Cancer Drug Roundup

Now that positive results from Phase 3 clinical trials have been reported, the European Medicines Agency (EMA) has recommended approval for tivozanib through the EMA’s Committee for Medicinal Products for Human Use (CHMP), as treatment for advanced renal cell carcinoma (RCC). The drug, brand named Fotivda (AVEO Pharmaceuticals, Cambridge, MA) could receive a final decision for approval by late August or early September 2017. The US Food and Drug Administration approved the drug in 2013.

EUSA Pharma, a specialty pharmaceutical company based in Hemel Hempstead, UK, that has a distribution network in approximately 40 countries around the world, is poised to distribute tivozanib throughout Europe, South America, and South Africa.

“Tivozanib’s unique tolerability profile together with the longest progression-free survival, reported in a Phase 3 first line RCC study, have the potential to fill an unmet patient need for better tolerated treatment in this disease,” said Michael Bailey, president and chief executive officer of AVEO. Bailey also noted that the AVEO drug may be on track to become part of a future combination therapy in a Phase 2 trial with Opdivo (nivolumab, Bristol-Myers Squibb, New York, NY).

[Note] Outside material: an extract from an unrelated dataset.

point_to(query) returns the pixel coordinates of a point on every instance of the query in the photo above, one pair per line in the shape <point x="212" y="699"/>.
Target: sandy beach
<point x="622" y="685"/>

Bailey said that if the European Commission grants marketing approval for tivozanib, this outcome “would trigger a $4 million research and development reimbursement payment from EUSA (to AVEO)” with possible additional payments of up to 12 million.

The National Health Service in England and Wales has joined Scotland in approving the use of cabozantinib for advanced kidney cancer. The drug, marketed as Cabometyx in the United States, is the second drug for the company Exelixis (South San Francisco, CA).

In late June, researchers reported results of a head-to-head comparison of cabozantinib with everolimus (Afinitor, manufactured by Novartis Pharmaceuticals in East Hanover, NJ). They noted that cabozantinib improved rates of progression-free survival, objective response rate, and overall survival compared with everolimus among patients with advanced renal cell carcinoma regardless of nephrectomy status, according to Phase 3 results of the METEOR trial presented at the American Society of Clinical Oncology Annual Meeting.

An Investor’s Business Daily profile on Exelixis noted the company was confirming the effectiveness of its breakout compound for treating kidney cancer, posting first-time operating profit, and retiring the majority of its debt.

In late June, AstraZeneca and Hutchison China MediTech announced they had initiated a global late-stage clinical trial of the experimental drug savolitinib in a relatively rare type of kidney cancer. The Phase 3 study will test savolitinib in c-MET-driven papillary renal cell carcinoma.

AstraZeneca will pay China MediTech (Shanghai) $5 million, Reuters reported.